胡采春探头望向厨房:“你菜还在炒呢!别糊锅了!”

这家里没有人在乎她的戒指。

这幕很熟悉,就像十多年前没人在乎她说离家出走那样。

虞谷秋深呼吸一口气,迅速地缩回厨房将菜料理了,然后开始仔细回想戒指的下落。昨天去俱乐部时摘过戒指,之后她就再也没有戴上戒指的记忆……这样想,极有可能是丢在了俱乐部。

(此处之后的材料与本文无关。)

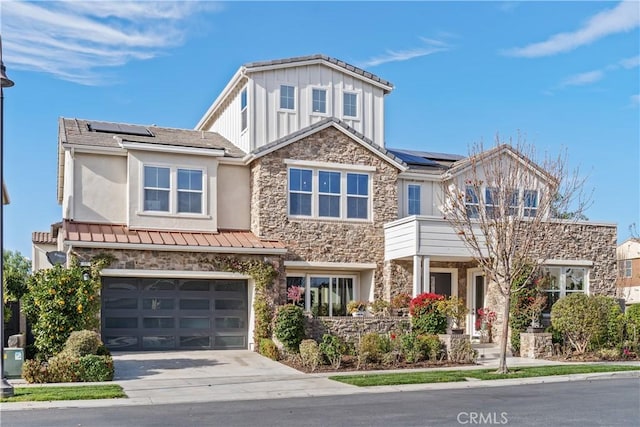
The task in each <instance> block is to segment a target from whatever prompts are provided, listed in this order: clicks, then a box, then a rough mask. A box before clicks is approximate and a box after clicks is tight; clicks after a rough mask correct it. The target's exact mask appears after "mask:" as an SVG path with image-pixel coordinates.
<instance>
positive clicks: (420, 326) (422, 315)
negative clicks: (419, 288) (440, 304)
mask: <svg viewBox="0 0 640 427" xmlns="http://www.w3.org/2000/svg"><path fill="white" fill-rule="evenodd" d="M443 299H444V296H442V295H438V294H433V293H423V294H420V295H418V296H416V297H415V298H413V299H412V300H411V303H410V305H409V313H410V314H411V327H412V330H413V331H415V332H417V333H418V334H444V333H445V332H446V331H447V316H446V315H445V314H444V313H443V312H442V311H441V310H440V308H439V302H440V301H442V300H443Z"/></svg>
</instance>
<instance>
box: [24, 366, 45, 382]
mask: <svg viewBox="0 0 640 427" xmlns="http://www.w3.org/2000/svg"><path fill="white" fill-rule="evenodd" d="M22 378H23V379H24V380H25V381H26V382H28V383H29V384H34V383H37V384H42V383H48V382H50V381H49V369H48V365H47V364H46V363H44V362H41V361H40V360H25V361H24V363H23V364H22Z"/></svg>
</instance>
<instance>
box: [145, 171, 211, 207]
mask: <svg viewBox="0 0 640 427" xmlns="http://www.w3.org/2000/svg"><path fill="white" fill-rule="evenodd" d="M203 182H204V180H203V171H202V170H200V169H184V168H171V167H161V166H144V184H143V186H144V189H143V198H144V210H145V211H147V212H166V213H195V214H201V213H202V212H203V210H202V204H203V203H202V200H203Z"/></svg>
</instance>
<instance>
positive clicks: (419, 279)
mask: <svg viewBox="0 0 640 427" xmlns="http://www.w3.org/2000/svg"><path fill="white" fill-rule="evenodd" d="M420 292H422V257H421V256H420V255H414V256H413V296H414V297H415V296H417V295H418V294H419V293H420Z"/></svg>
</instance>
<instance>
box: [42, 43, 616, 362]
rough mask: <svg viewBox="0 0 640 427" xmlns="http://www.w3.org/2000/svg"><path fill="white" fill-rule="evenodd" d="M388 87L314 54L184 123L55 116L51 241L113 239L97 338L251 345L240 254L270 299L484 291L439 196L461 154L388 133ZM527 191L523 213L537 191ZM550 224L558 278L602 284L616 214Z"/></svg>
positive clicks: (104, 290)
mask: <svg viewBox="0 0 640 427" xmlns="http://www.w3.org/2000/svg"><path fill="white" fill-rule="evenodd" d="M392 89H393V86H392V85H391V84H390V83H389V82H387V81H385V80H383V79H381V78H379V77H377V76H375V75H373V74H371V73H368V72H366V71H364V70H361V69H359V68H356V67H353V66H351V65H349V64H346V63H344V62H342V61H338V60H335V59H333V58H329V57H326V56H322V55H314V56H309V57H300V58H292V59H286V60H279V61H268V62H258V63H251V64H247V65H245V66H243V67H241V68H240V69H239V70H238V72H237V73H236V74H235V75H234V76H233V78H232V79H231V81H230V82H229V83H228V84H227V86H226V87H225V88H224V90H223V91H222V93H221V94H220V96H219V97H218V98H217V99H216V100H215V101H214V103H213V104H212V106H211V107H210V108H209V110H208V111H207V112H206V114H205V115H204V116H203V117H202V119H201V120H200V121H199V123H198V125H197V126H196V129H195V130H183V129H169V128H162V127H156V126H142V125H130V124H123V123H107V122H100V121H88V120H79V119H69V118H62V119H60V123H59V127H60V129H59V158H58V164H59V168H58V201H59V202H60V203H61V205H62V218H63V221H62V228H61V230H60V234H59V237H58V239H57V249H58V250H62V251H65V252H67V253H71V254H75V255H76V256H78V257H79V258H80V260H88V259H90V258H91V257H92V256H95V255H97V254H99V253H101V252H108V253H110V254H112V255H113V256H114V257H115V259H116V261H115V262H114V263H113V264H112V265H111V266H109V267H108V268H107V269H105V270H103V272H102V274H103V277H104V279H103V289H102V296H101V298H102V311H101V328H102V335H103V339H104V340H105V342H106V343H107V345H108V346H109V347H111V348H112V349H134V350H159V349H167V348H181V349H190V348H251V347H252V346H253V342H252V331H253V321H254V313H253V308H252V307H253V304H252V302H253V296H254V283H253V280H251V277H249V276H245V275H242V274H239V273H229V272H226V271H224V270H225V269H224V268H221V265H223V264H224V263H229V262H231V263H233V262H237V261H241V260H259V261H267V262H270V263H272V264H273V265H274V266H275V267H276V269H277V271H278V274H279V276H278V278H277V283H276V285H277V286H276V291H275V292H274V294H273V295H272V297H273V300H274V301H275V302H276V303H285V302H286V293H287V288H288V287H291V286H301V287H303V288H304V290H305V291H304V297H303V302H302V303H303V304H304V307H305V309H306V310H308V311H309V312H311V313H313V314H314V315H323V316H341V315H345V314H346V305H347V303H348V302H349V301H350V300H354V299H364V300H373V299H376V298H383V299H386V300H389V299H390V298H391V297H392V296H393V295H395V294H398V293H400V292H409V293H412V294H417V293H419V292H423V291H427V290H431V291H436V292H439V293H443V294H448V295H459V296H462V297H464V298H465V299H466V300H467V301H468V304H469V306H470V308H474V307H480V306H484V305H486V304H488V301H489V298H487V296H486V295H487V285H486V283H485V282H484V279H483V277H482V275H481V273H480V271H479V269H477V268H476V266H475V264H474V263H473V262H472V259H471V256H470V253H469V252H468V250H467V249H466V248H465V247H464V245H463V244H462V242H461V241H460V239H459V238H458V237H457V236H456V234H455V233H454V232H453V230H452V228H451V227H450V226H449V225H448V224H447V223H446V222H445V221H444V220H443V219H442V215H441V214H440V213H439V210H438V206H439V205H440V204H441V201H440V198H441V197H440V194H441V183H442V180H443V179H445V178H446V177H450V178H447V179H451V180H453V181H456V182H457V181H459V180H461V179H463V177H464V171H465V159H464V158H463V157H462V156H458V155H451V154H441V153H430V152H422V151H410V150H401V149H389V148H386V147H385V142H384V98H385V96H386V95H387V94H389V93H390V92H391V90H392ZM497 150H500V153H502V152H505V153H506V154H507V155H515V153H514V152H513V151H512V150H511V149H510V148H508V147H499V148H498V149H497ZM532 168H535V165H532ZM532 170H533V169H532ZM453 181H452V182H453ZM527 191H531V189H522V193H519V194H521V196H520V198H519V199H518V200H519V201H518V209H519V210H520V211H519V212H520V214H523V215H525V214H526V212H530V211H531V210H535V209H536V202H535V197H534V195H533V194H532V193H527ZM470 200H471V203H472V198H471V199H470ZM470 208H471V207H470ZM557 234H558V247H557V248H556V249H555V250H554V256H553V258H552V259H551V260H550V261H549V263H548V269H549V272H550V274H552V275H554V277H556V278H557V281H556V284H557V289H554V290H553V291H552V292H553V294H554V295H555V296H558V297H561V296H563V295H565V294H566V293H568V292H571V291H582V292H596V293H605V294H613V293H614V292H615V257H614V254H615V235H616V227H615V225H610V224H594V223H588V222H583V223H578V224H574V225H569V224H564V223H560V222H558V233H557ZM571 236H573V237H571ZM576 236H577V237H576ZM34 262H35V258H34ZM472 325H473V315H470V316H469V319H468V325H467V326H468V328H472V327H473V326H472ZM469 330H471V329H469Z"/></svg>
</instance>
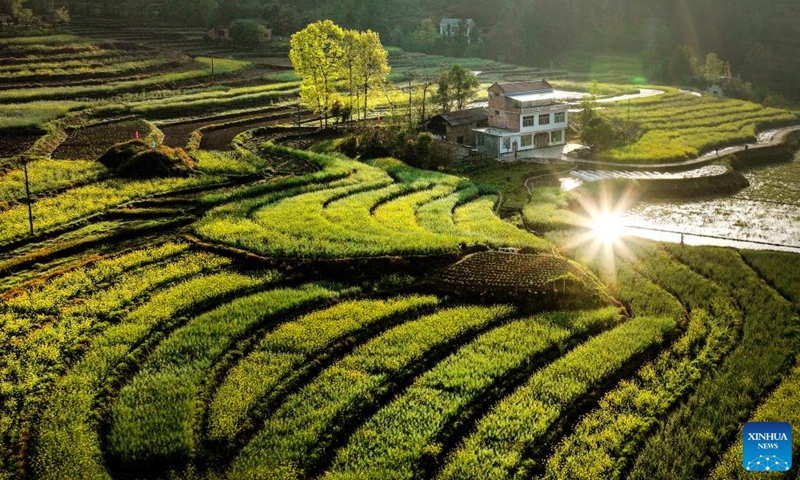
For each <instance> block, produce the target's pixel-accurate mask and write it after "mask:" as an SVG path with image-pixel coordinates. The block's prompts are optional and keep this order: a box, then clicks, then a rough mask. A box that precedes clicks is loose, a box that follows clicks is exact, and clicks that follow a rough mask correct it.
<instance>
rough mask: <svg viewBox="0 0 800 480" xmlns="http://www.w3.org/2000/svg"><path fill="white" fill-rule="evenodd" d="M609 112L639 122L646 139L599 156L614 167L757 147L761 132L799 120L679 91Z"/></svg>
mask: <svg viewBox="0 0 800 480" xmlns="http://www.w3.org/2000/svg"><path fill="white" fill-rule="evenodd" d="M605 112H606V113H607V114H608V115H610V116H612V117H614V118H617V119H620V120H625V121H631V122H635V123H637V124H639V126H640V129H641V137H640V138H639V139H638V140H636V141H635V142H633V143H632V144H630V145H626V146H622V147H617V148H613V149H611V150H607V151H604V152H601V153H600V154H599V155H597V157H598V159H599V160H607V161H615V162H642V163H648V162H652V163H665V162H671V161H676V160H685V159H689V158H695V157H697V156H699V155H700V154H702V153H705V152H708V151H710V150H713V149H714V148H717V147H724V146H726V145H733V144H740V143H748V142H749V143H755V140H756V132H757V131H759V130H762V129H765V128H767V127H772V126H781V125H787V124H797V123H798V121H800V120H798V116H797V114H796V113H793V112H790V111H788V110H782V109H777V108H769V107H764V106H761V105H757V104H754V103H751V102H745V101H742V100H734V99H729V98H718V97H714V96H709V95H703V96H701V97H698V96H695V95H692V94H689V93H683V92H680V91H678V90H675V89H667V93H666V94H664V95H659V96H656V97H650V98H640V99H634V100H630V101H624V102H616V103H614V104H613V105H612V106H610V107H608V108H607V109H606V110H605Z"/></svg>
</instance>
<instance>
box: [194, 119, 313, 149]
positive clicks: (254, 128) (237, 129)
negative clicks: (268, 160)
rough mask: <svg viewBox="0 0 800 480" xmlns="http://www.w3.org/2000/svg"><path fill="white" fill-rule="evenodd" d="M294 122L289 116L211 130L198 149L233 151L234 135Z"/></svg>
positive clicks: (263, 120)
mask: <svg viewBox="0 0 800 480" xmlns="http://www.w3.org/2000/svg"><path fill="white" fill-rule="evenodd" d="M293 112H294V109H291V111H290V112H289V113H293ZM313 118H314V117H313V115H309V114H305V115H303V116H301V117H300V121H301V122H304V121H308V120H311V119H313ZM295 121H296V117H294V116H293V115H290V116H288V117H280V118H260V119H254V120H253V122H252V123H250V122H248V123H243V124H241V125H235V126H232V127H228V128H222V129H219V130H212V131H210V132H205V133H203V140H202V141H201V142H200V148H201V149H203V150H221V151H230V150H233V147H231V142H232V141H233V138H234V137H236V135H239V134H240V133H242V132H246V131H247V130H253V129H255V128H259V127H270V126H275V125H285V124H291V123H294V122H295Z"/></svg>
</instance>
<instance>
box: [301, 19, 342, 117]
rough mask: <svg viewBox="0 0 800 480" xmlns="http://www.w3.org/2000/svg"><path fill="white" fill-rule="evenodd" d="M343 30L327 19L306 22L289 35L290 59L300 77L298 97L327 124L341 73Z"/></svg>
mask: <svg viewBox="0 0 800 480" xmlns="http://www.w3.org/2000/svg"><path fill="white" fill-rule="evenodd" d="M343 37H344V31H343V30H342V29H341V28H340V27H339V26H337V25H336V24H335V23H333V22H332V21H330V20H323V21H320V22H314V23H311V24H309V25H308V26H307V27H306V28H304V29H303V30H300V31H299V32H297V33H295V34H294V35H292V38H291V40H290V44H291V47H292V49H291V51H290V52H289V59H290V60H291V61H292V66H293V67H294V71H295V73H297V75H298V76H299V77H300V78H301V79H302V81H301V84H300V99H301V100H302V101H303V103H305V104H306V105H308V106H310V107H312V109H313V110H314V111H315V112H316V113H318V114H321V115H322V116H323V117H324V119H325V125H326V126H327V125H328V113H329V111H330V108H331V106H332V105H333V100H334V96H335V94H336V90H335V86H336V81H337V80H338V79H339V78H340V74H341V61H342V56H343V50H342V39H343Z"/></svg>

她端菜上桌,借着洗锅之由回到厨房,关上门给郑宵打电话。

打了很久才打通,她抱歉道:“对不起,打扰你吃年夜饭了吧?”

“没事没事,怎么了,难道是你妈逼你给我打祝贺电话?”

“不是……我想来问问你有没有在俱乐部看见过一个月型戒指。”

郑宵沉吟道:“没印象啊……”

虞谷秋失落地垮下肩:“那你有那个俱乐部老板的联系方式吗?能不能帮我问问?”

“没问题。”

很快,他回了她一个沮丧的表情,说老板也没看见。

他建议她:“你要么再问问你那位盲人朋友?”

她纠正他:“他已经能看见了。”

他回:“那说不定他就看到了。”

虞谷秋捧着手机叹气。

问汤骏年戒指的事,无异于变相承认自己就是吴冬,那是只有吴冬才拥有的戒指。此时再扯谎说巧合,他也不会信了吧。

但她没有别的选择了。

虞谷秋咬咬牙,在焦急和怯懦的交叉驱使下颤巍地发送消息。

「打扰了,请问你昨天在俱乐部里有看见过一枚月牙戒指吗?」

——安静。

她盯着毫无动静的手机,厨房外有人敲门,是未婚妻在外面问:“姐姐,你来吃饭吗?”

“就来。”

不知不觉的屏息在这刹那断掉,她猛地呼了一大口气,消息还是没有来。

她回到桌上就开始心不在焉,手在桌底下握着手机,不知过了多久,终于感受到它震动。

心脏狂跳,虞谷秋开始不敢点。

她往嘴巴里塞了一大块牛腩,大力咀嚼着分散注意力,同时一鼓作气地打开。

靠,结果发来消息的人是郑宵。

“怎么样,找到了吗?”

她失望又松口气:“没。谢谢,别担心了。”

手机再次震动,她以为又是郑宵回复,轻轻松松地打开。

汤骏年的头像却压过郑宵一头飘到顶。

「图片」

「是这个吗?」

他发过来的照片正是她丢的戒指。

冲击总是突如其来,做好准备时不来,不做准备时迎头一击。

偏偏戒指真的落在汤骏年手里。

虞谷秋百感交集,但还是庆幸更多一点,至少她找到了戒指,没有弄丢林淑秀留给她的遗物。

「这是你的戒指吗?」

他又发来一条。

他们这些天来的互动就像是一场飞镖竞赛,他从每一镖的虚发,到今天每一条消息都在逐级靠近靶心。

虞谷秋闭了闭眼,认命地打下三个字。

「是我的」

手机忽然又不再震动。

可你知道,当人要射出最关键的一环时,不会轻举妄动。

然后一出手,就必定干脆扎中她的心。